Today, with our 24/7 near instant news cycle, and television coverage fed directly from the battlefield into our living rooms, the assault on Omaha Beach might have be reported as a botched operation, a disaster, or fiasco. There might have been political pressure to cut our losses and withdraw. We sacrificed too many men for too little ground. In those days, however, there were no satellites feeding instant images, and no television sets to receive them. There was no Internet, no e-mail, no instant messaging. Newspapers printed extra editions for breaking news, but the cold words in print did not convey the same impression. To actually see the action, one had to wait a week before film was developed and flown over the Atlantic to be shown on Movietone News at the local theater. By then the troops had established a permanent beachhead in France, and no basis for the pundits to carp.

For every victor there is a vanquished. There was no doubt then, or today, that the German Army was fighting for evil masters and a bad cause. Soldiers, most of whom in World War II were not fighting because they wanted to, can nevertheless fight honorably for an ignoble cause (or dishonorably for a good cause, for that matter). Soldiers know this, and once the fighting is over, they are often more inclined than the civilians far from the horrors to let bygones be bygones.
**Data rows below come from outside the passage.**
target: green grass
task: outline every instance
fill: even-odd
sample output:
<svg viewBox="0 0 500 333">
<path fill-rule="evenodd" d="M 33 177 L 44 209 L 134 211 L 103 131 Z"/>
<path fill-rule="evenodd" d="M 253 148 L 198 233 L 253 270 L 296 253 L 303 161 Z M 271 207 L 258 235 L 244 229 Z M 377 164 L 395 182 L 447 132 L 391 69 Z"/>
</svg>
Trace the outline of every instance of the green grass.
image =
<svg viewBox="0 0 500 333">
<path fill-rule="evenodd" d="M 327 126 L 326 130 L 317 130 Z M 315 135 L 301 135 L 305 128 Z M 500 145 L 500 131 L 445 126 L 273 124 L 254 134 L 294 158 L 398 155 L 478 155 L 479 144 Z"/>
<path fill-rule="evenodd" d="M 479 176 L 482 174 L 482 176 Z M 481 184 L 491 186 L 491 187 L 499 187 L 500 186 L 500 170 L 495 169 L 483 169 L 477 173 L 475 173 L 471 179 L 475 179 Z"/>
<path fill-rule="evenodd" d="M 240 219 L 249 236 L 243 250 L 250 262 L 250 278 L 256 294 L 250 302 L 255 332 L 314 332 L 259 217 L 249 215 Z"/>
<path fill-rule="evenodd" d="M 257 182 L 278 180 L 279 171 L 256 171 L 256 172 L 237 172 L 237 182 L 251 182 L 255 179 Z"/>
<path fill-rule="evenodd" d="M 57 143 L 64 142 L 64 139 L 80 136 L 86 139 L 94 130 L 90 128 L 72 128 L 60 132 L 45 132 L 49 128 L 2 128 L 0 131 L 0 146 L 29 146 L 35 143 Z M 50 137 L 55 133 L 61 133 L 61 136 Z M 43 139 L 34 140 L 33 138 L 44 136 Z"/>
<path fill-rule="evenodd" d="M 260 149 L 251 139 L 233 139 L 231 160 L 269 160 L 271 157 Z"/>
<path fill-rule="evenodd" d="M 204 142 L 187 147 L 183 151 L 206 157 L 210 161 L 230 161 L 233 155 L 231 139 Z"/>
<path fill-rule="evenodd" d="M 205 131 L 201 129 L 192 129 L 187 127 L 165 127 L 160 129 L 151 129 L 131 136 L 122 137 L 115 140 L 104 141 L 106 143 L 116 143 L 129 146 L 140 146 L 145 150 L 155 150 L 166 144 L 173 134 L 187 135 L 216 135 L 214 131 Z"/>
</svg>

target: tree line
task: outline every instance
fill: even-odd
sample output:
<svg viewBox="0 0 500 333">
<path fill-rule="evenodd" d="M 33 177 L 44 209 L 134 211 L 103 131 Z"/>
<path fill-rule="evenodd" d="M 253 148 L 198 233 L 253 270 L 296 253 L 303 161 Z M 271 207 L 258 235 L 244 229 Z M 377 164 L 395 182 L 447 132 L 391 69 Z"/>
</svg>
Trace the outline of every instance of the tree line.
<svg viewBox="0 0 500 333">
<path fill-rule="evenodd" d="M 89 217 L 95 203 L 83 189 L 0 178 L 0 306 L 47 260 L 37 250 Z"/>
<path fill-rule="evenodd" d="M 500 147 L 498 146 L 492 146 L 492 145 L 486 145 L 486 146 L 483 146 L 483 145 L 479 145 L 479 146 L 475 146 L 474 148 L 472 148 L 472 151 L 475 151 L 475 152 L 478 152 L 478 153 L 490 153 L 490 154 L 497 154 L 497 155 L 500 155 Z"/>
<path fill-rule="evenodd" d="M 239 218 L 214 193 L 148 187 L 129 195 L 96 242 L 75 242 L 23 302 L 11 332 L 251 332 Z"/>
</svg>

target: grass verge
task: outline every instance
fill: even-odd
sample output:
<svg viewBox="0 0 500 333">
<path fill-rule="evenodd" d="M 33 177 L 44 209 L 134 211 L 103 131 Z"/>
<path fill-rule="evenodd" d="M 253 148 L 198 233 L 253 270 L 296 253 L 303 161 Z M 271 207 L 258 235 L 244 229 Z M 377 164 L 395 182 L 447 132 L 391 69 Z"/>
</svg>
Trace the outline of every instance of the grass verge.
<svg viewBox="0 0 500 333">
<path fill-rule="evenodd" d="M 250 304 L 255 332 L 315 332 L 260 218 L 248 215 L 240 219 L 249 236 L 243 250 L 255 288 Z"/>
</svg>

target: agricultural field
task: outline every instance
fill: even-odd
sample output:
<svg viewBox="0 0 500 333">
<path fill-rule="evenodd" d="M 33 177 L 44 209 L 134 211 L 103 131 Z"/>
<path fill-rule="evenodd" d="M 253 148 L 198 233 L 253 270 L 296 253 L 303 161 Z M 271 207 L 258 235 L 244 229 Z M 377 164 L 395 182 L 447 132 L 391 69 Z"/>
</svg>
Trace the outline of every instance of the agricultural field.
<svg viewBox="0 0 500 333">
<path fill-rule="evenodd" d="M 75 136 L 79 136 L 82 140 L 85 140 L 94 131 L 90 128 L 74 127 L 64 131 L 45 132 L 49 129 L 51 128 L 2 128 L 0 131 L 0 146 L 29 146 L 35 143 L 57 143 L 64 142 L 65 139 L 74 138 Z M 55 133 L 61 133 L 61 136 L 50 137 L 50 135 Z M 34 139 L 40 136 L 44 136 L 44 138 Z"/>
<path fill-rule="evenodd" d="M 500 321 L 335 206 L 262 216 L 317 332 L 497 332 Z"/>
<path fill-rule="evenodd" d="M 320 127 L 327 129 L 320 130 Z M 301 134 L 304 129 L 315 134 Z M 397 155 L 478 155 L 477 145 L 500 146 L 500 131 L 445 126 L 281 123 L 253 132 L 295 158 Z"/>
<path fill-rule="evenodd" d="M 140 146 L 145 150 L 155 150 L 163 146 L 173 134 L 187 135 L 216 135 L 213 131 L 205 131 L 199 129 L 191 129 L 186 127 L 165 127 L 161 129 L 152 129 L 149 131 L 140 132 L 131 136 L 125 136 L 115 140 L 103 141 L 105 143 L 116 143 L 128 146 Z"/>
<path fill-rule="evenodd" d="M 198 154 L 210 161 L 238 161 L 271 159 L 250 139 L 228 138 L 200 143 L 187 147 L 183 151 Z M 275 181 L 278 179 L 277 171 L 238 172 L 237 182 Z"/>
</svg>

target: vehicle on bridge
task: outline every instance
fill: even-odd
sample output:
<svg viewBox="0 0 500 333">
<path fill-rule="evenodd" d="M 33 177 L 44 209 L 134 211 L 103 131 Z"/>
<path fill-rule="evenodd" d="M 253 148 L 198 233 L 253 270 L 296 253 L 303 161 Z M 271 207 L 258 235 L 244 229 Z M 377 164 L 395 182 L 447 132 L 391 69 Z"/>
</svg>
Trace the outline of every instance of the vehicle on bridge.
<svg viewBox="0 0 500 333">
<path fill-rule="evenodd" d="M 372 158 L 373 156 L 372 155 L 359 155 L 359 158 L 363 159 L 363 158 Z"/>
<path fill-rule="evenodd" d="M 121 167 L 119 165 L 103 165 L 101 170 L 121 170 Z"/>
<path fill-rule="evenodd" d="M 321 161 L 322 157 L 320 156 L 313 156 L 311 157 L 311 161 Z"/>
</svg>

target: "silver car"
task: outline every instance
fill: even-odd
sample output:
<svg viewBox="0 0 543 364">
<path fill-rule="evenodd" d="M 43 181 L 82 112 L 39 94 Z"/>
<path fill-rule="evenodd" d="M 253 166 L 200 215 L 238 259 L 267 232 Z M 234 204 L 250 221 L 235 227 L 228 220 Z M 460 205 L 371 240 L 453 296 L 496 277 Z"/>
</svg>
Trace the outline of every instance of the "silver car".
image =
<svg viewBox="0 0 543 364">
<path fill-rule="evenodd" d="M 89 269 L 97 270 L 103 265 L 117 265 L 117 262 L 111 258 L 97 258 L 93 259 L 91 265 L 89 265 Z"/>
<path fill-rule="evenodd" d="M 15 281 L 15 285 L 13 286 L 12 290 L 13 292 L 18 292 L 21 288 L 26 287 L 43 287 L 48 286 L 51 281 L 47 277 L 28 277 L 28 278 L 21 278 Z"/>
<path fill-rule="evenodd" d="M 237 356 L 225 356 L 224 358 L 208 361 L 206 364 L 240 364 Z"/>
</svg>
A poignant story related in a British history magazine relates the ordeal of two soldiers, an American and a German defender who shot him at Omaha Beach. Both survived the war. Heinrich Severloh manned a machinegun in a bunker in the cliff. He estimated that he fired over 12,000 rounds before he ran out of ammunition for it, and then picked up his carbine to continue shooting at the attacking Americans. Three of Severloh’s rounds hit David Silva, as he and other GIs were scrambling for cover on the beach. The German was later captured and held in a POW camp in Scotland until some time after the end of the war. He was repatriated in 1946 and took up farming to help feed the defeated and devastated country. After reading Cornelius Ryan’s book The Longest Day, published in 1959, Severloh learned that he was the one shot Silva. In 1963, the two former adversaries met each other in Germany. Silva, by that time had taken Holy Orders as a Catholic priest. The two formed a friendship, as former soldiers who fought honorably for opposing sides are often known to do, and corresponded for many years. Their bond was as much as that of the bands of brothers who fought on each side, both victims of the circumstances that attend the fog and maelstrom of war.

But the story of Severloh and Silva’s later relationship is only an aside. The honor today goes to David Silva and his fellow servicemen who stormed the beaches on the fateful day. They we salute.